A recent study used freeze-etch EM to study lipophagy in cells lacking functional Ncr1 or Npc2 during nitrogen starvation and found evidence for impaired engulfment of LDs into the vacuole [Citation7]. This was accompanied by reduced formation of vacuole domains in this study. In addition, autophagic vesicles inside the vacuole were found to be smaller in Ncr1- and Npc2-deficient yeast compared to wild-type cells [Citation7]. We cannot confirm these findings, as droplet docking to the vacuole and engulfement of LDs does not seem to be the affected step in ncr1∆ and npc2∆ cells in our experiments. Normal droplet ingestion into vacuoles based on a biochemical assay (i.e., vacuolar degradation of Erg6 associated with LDs) was also found in another recent study [Citation19]. Similarly, vacuolar domains, which are thought to be essential for droplet docking during lipophagy appear to be normal in ncr1∆ and npc2∆ cells during stationary phase and glucose starvation [Citation19,Citation68]. Since the mode of induction of lipophagy seems to affect the molecular machinery, which yeast cells use to execute lipophagy [Citation2], it is possible that Ncr1 and Npc2 proteins are differently involved in stationary phase compared to other forms of lipophagy. In line with this hypothesis are recent findings, that lipid imbalance by disturbed PC synthesis and ER stress affect vacuole domain formation in an Ncr1- and Npc2-dependent manner during lipophagy [Citation19].

While LDs are rich in ergosterol and yeast Ncr1 and Npc2 proteins are important for sterol transport into the vacuole membrane, Ncr1 and Npc2 might transport other lipids as well. In fact, we showed recently, that yeast Npc2 binds a variety of phospholipids and can adapt its binding pocket to the different lipid ligands [Citation89]. If this is similarly the case for Ncr1, one could hypothesize, that both proteins are needed to shuttle a variety of lipids out of the vacuole during starvation. As a consequence, absence of either protein should slow intravacuolar lipid digestion, simply because hydrolysis products would not be exported from the vacuole and thereby could inhibit further lipid cleavage by product feedback inhibition. As a consequence, the altered lipid composition of the vacuolar membrane could result in reduced vacuole fusion resulting in the observed fusion defects in yeast lacking either Ncr1 or Npc2. We are currently testing this hypothesis using the tools described in this study. Apart from Ncr1 and Npc2, there are other proteins which are essential for both, vacuole fusion and morphology as well as turnover of LDs during stationary phase: Fat1 is well known to mediate import of fatty acids into yeast cells but it also locates to LDs and has recently been described to regulate vacuole fusion and morphology during starvation [Citation40,Citation97]. Since Fat1 also possesses very-long-chain acylation activity, it was suggested to control vacuole morphology, fusion and lipophagy by regulating the fatty acyl chain composition of phospholipids in the vacuole membrane [Citation40,Citation97]. Recent analysis of the lipid composition of vacuoles isolated from log- and stationary-phase grown yeast indeed found an increase in saturated phospholipid species during starvation [Citation71]. Since mammalian NPC1 has also been implicated in fatty acid transport [Citation98], it is tempting to speculate that the Ncr1-Npc2 system works in concert with Fat1 and other transporters to ensure a proper lipid composition and thereby function of the vacuole during starvation.
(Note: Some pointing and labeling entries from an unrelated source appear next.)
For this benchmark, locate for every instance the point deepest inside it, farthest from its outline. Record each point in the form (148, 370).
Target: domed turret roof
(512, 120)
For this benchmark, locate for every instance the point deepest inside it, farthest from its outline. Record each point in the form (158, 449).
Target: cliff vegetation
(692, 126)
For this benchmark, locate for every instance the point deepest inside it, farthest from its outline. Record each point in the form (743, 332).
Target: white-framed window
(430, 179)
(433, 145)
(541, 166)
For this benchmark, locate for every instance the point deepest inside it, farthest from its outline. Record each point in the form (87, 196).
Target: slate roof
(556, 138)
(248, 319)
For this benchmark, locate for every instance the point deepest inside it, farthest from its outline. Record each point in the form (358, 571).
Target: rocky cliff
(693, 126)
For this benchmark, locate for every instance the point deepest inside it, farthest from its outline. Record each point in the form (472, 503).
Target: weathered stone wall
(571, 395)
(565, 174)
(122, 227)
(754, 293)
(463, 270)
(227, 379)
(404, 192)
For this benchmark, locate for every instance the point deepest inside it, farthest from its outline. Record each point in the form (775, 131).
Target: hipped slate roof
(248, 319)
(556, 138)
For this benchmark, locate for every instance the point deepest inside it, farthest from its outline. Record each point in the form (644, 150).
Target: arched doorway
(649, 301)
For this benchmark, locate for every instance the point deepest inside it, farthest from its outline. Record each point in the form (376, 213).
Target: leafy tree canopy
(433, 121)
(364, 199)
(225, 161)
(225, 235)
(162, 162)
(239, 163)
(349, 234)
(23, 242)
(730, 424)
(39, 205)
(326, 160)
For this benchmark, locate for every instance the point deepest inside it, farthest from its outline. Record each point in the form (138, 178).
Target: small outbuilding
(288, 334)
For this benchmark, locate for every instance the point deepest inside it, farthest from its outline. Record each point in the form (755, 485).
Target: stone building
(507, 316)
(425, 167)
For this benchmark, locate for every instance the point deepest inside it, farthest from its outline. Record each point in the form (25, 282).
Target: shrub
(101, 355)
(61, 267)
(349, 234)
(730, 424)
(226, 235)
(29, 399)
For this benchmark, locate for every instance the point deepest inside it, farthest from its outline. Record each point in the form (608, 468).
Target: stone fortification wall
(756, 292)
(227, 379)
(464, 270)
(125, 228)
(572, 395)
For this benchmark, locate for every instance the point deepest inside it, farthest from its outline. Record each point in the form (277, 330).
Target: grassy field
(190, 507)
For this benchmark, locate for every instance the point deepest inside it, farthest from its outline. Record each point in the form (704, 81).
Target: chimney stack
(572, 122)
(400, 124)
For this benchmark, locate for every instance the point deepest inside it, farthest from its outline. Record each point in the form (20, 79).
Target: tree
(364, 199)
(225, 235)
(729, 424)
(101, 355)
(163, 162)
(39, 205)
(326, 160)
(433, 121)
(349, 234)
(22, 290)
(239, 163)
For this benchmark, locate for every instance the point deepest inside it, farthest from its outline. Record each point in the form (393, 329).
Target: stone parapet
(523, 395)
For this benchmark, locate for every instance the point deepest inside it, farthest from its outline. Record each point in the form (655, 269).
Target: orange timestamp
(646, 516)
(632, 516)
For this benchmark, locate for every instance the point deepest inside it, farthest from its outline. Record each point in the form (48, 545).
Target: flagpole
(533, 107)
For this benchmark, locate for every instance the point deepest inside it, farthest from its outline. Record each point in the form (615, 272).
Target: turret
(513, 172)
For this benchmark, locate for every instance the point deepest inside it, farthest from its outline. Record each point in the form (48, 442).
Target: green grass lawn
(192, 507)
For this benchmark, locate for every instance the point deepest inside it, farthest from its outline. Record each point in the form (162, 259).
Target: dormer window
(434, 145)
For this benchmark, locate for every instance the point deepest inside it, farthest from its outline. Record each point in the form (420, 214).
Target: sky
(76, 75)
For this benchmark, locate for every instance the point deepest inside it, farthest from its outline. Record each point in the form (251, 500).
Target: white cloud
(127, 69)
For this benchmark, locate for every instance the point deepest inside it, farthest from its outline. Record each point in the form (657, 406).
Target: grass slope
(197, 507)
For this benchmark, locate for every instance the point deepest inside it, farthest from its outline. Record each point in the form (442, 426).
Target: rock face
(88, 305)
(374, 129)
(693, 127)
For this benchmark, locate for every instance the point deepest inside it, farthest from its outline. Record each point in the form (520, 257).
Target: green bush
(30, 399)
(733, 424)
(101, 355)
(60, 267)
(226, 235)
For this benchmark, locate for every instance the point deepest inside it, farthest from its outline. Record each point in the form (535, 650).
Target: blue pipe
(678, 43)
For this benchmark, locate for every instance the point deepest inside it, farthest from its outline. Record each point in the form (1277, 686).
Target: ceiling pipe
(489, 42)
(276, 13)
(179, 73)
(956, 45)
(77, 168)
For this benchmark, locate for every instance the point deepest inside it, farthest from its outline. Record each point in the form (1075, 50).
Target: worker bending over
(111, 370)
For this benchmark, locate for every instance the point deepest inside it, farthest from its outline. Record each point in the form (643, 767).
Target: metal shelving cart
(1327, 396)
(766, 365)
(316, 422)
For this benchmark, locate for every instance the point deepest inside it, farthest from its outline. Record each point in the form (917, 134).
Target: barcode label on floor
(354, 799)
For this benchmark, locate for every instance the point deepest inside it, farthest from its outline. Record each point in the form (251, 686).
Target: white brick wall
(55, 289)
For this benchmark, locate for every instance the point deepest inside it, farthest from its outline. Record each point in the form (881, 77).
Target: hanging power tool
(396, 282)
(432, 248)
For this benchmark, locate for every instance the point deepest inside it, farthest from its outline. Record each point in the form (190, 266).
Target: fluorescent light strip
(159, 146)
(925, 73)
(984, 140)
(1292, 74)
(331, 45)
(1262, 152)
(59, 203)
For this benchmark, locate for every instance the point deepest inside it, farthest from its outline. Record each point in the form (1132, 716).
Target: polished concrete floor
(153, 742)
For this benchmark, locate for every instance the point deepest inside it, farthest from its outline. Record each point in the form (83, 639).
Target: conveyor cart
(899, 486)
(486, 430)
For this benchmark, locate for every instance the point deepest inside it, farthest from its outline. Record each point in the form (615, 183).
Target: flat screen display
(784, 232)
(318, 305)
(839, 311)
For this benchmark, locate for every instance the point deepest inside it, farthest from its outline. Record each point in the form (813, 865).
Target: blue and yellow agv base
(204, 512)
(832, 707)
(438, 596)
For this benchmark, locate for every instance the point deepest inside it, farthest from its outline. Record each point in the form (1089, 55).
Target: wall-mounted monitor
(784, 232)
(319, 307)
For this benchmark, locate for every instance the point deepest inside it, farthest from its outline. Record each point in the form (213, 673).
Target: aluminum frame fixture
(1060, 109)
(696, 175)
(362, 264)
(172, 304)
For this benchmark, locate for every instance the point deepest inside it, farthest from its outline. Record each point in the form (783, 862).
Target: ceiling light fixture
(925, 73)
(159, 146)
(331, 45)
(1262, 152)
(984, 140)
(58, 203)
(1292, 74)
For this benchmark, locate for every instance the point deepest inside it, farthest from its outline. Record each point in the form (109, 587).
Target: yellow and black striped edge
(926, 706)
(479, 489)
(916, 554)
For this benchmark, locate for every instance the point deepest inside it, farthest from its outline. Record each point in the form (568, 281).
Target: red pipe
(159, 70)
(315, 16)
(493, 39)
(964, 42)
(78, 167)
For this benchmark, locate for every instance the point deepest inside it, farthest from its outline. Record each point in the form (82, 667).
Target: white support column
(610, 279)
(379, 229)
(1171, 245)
Future studies are needed to unravel the molecular mechanisms underlying the function of Ncr1 and Npc2 in starvation responses in yeast, and the tools provided here will be instrumental for this endeavor.

Materials and Methods

Yeast strains, labeling and preparation for microscopy

The WT BY4741 yeast strain was obtained from the Euroscarf culture collection (Y00000), while the BY4742 ncr1∆::KanMX4 and BY4742 npc2∆::KanMX4 strains were kindly provided by Prof. Christopher Beh of Simon Fraser University, Burnaby, Canada. The cells were grown in YPD media consisting of 2% D(+)-glucose monohydrate (Merck, 1.08342.1000), 2% Bacto Peptone (BD Chemicals 211,677), 1% yeast extract (Merck, 1.03753.0500), and 0.02% adenine (Sigma-Aldrich, A-2786). Prior to experimentation, the cells were cultured in 5 mL of media in a 50 mL Falcon tube at 30°C with 150 rpm until they reached the stationary phase. The optical density at 600 nm (OD600) was then measured using a WPA Biowave CO8000 (Biochrom Ltd, UK), and the cells were washed three times with sterile water before being diluted to a final OD600 concentration of 0.1. The diluted cells were incubated for 22 h under anaerobic conditions in YPD media containing 0.1 µg/mL N-(3-triethylammoniumpropyl)-4-(6-[4-{diethylamino} phenyl] hexatrienyl) pyridinium dibromide (FM 4–64; Thermo Fisher, T3166) and 0.1% Tween 80 (Sigma-Aldrich, P4780) with 6 µg/mL DHE (Sigma-Aldrich, 810253P). After 22 h, the yeast cells were washed three times with PBS (phosphate-buffered saline; Thermo Fisher 70,013,016), which was a 10-fold stock composed of 15.44 mM KH2PO4, 1551.72 mM NaCl, 27.09 mM Na2HPO4-7 H2O, pH 7.2, being diluted with H2O to a final concentration of 1 × . After washing, cells were resuspended in the original growth media. The cells were treated with either myriocin (0.4 µg/ml in EtOH; Sigma-Aldrich, M1177), bathophenanthrolinedisulfonic acid disodium salt hydrate (BPS, 48 µg/ml in water; Sigma-Aldrich 146,627), rapamycin (1.8 ng/ml in DMSO; Sigma-Aldrich, R0395) or nothing and incubated in the aerobic conditions for 48 h. For imaging, the cells were diluted in PBS to a final OD600 concentration of 1.0 and labeled with 0.5 mg/mL 4,4-difluoro-1,3,5,7,8-pentamethyl-4-bora-3a,4a-diaza-s-Indacene (BODIPY 493/503; Thermo Fisher, D3922), a marker for LDs, first for 3 min in the tube before adding the solution to the microscope dish and allow it to settle for another 10 min.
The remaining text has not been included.